NOTE 1: No Music Allowed

676 95 131
                                    

I've been having a hard time adjusting
I had the shiniest wheels, now they're rusting

This is Me Trying – Taylor Swift

[]

Suara tepuk tangan itu perlahan-lahan digantikan dengan suara ayam berkokok nyaring. Riff mengumpat mendengarnya. Suara itu, yang omong-omong adalah suara alarmnya, menduduki peringkat nomor dua dalam kategori Suara yang Paling Riff Benci. Dengan mata tetap terpejam, tangan Riff meraba-raba nakas hingga menemukan ponselnya yang bergetar. Ayam berkokok itu sudah di-snooze.

Dia sebenarnya masih malas bangun, tapi lalu dia teringat kalau hari ini hari pertama sekolah setelah libur kenaikan kelas. Sambil berguling di tempat tidur, Riff mengerang. Dia tidak ingin sekolah. Lebih baik dia melanjutkan mimpi indahnya saja, mendengarkan lagi suara yang paling dia sukai di seluruh dunia itu.

Dia bisa mengingat puncak ketenarannya sebagai musical child prodigy di Royal Albert Hall seolah-olah peristiwa itu baru terjadi kemarin. Lampu yang menyorotnya, tepuk tangan yang menggema di seluruh penjuru ruangan, senyum di wajah setiap orang yang berdiri menatapnya—semuanya terekam jelas di otaknya, berputar berulang kali hingga Riff mengingat seluruh detailnya di luar kepala.

Sayangnya, semua itu terjadi dulu. Hari ini, dan juga besok, ketenaran itu tidak akan ada lagi.

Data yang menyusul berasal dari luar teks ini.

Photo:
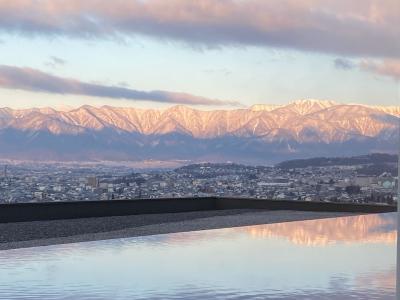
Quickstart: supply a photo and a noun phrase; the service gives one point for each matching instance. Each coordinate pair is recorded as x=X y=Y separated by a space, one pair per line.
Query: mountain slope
x=302 y=128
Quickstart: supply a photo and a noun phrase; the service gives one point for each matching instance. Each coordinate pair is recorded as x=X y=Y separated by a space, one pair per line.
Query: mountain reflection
x=360 y=229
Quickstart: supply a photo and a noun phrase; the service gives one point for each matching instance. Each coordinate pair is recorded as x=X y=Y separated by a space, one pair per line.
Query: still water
x=341 y=258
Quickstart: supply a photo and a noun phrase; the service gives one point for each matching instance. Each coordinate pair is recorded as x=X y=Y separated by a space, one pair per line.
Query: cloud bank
x=37 y=81
x=388 y=68
x=367 y=28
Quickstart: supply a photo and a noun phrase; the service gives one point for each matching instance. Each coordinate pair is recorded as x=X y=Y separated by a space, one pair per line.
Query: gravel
x=42 y=233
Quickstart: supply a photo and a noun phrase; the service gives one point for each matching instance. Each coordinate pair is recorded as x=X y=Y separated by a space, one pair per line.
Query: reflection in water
x=357 y=261
x=362 y=229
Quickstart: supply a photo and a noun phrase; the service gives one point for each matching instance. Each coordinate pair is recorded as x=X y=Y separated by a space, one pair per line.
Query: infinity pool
x=340 y=258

Ayam sialan itu berkokok lagi. Riff terpaksa bangun dan mematikan alarm ponselnya. Tapi, sepertinya, Riff memang sedang sial pagi itu, karena setelahnya, dia mendengar bunyi yang menduduki peringkat nomor satu dalam kategori Suara yang Paling Riff Benci: suara denting piano. Suara itu samar, tapi cukup untuk membuat darah Riff mendidih.

Sial, sial, sial.

Riff menyingkap selimutnya dan berjalan setengah berlari ke sumber suara: sebuah grand piano hitam yang sekarang hanya berfungsi sebagai pajangan. Sejak tujuh tahun yang lalu, tidak ada yang boleh bermain piano—atau alat musik lainnya—dan menyetel musik di rumah keluarga Hadinata. Peraturan itu tegas dan tidak dibuat untuk dipatahkan. Orang yang membunyikan piano itu pasti cari mati.

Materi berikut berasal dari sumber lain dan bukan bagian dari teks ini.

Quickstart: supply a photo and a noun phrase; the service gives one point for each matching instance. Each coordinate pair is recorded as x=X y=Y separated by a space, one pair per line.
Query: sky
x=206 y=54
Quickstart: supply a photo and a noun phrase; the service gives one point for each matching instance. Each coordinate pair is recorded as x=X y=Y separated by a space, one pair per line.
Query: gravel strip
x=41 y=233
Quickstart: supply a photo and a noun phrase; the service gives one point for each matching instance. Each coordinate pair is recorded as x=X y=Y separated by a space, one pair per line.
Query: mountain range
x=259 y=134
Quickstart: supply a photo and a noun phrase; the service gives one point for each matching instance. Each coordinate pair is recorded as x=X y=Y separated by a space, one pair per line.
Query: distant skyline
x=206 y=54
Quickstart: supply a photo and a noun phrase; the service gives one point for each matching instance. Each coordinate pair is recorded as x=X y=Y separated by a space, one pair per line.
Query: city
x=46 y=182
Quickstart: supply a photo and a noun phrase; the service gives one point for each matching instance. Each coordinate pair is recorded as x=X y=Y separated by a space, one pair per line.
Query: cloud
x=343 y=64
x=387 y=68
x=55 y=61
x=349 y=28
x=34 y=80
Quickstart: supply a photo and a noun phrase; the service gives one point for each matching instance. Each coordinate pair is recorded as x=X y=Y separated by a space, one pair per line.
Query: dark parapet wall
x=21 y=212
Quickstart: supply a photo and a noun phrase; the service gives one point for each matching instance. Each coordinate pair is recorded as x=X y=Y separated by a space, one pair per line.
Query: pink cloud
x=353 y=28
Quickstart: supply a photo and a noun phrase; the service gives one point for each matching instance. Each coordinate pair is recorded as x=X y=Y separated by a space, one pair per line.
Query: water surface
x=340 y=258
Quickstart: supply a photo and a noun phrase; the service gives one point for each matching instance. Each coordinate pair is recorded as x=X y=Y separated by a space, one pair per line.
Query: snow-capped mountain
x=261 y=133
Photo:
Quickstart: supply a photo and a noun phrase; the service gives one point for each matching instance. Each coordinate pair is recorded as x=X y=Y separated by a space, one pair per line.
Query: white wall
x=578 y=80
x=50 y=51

Begitu tiba di bawah, Riff bisa melihat pelayan rumahnya, Bi Sari, berdiri di sebelah piano sambil memegang kemoceng. Tutup tuts grand piano itu terbuka. Dengan mata berkilat, Riff membanting tutupnya, menimbulkan bunyi keras yang menggema di ruangan. Bi Sari terlonjak kaget, kemudian diam sambil berusaha menenangkan tubuhnya yang bergetar.

"Piano ini nggak boleh dibuka, nggak boleh dimainin!" seru Riff kasar. "Bersihin bagian luar aja! Bagian mana dari peraturan itu yang nggak paham?! Minta dipecat, ya?"

"Maafin saya, Den," ujar Bi Sari dengan suara gemetar.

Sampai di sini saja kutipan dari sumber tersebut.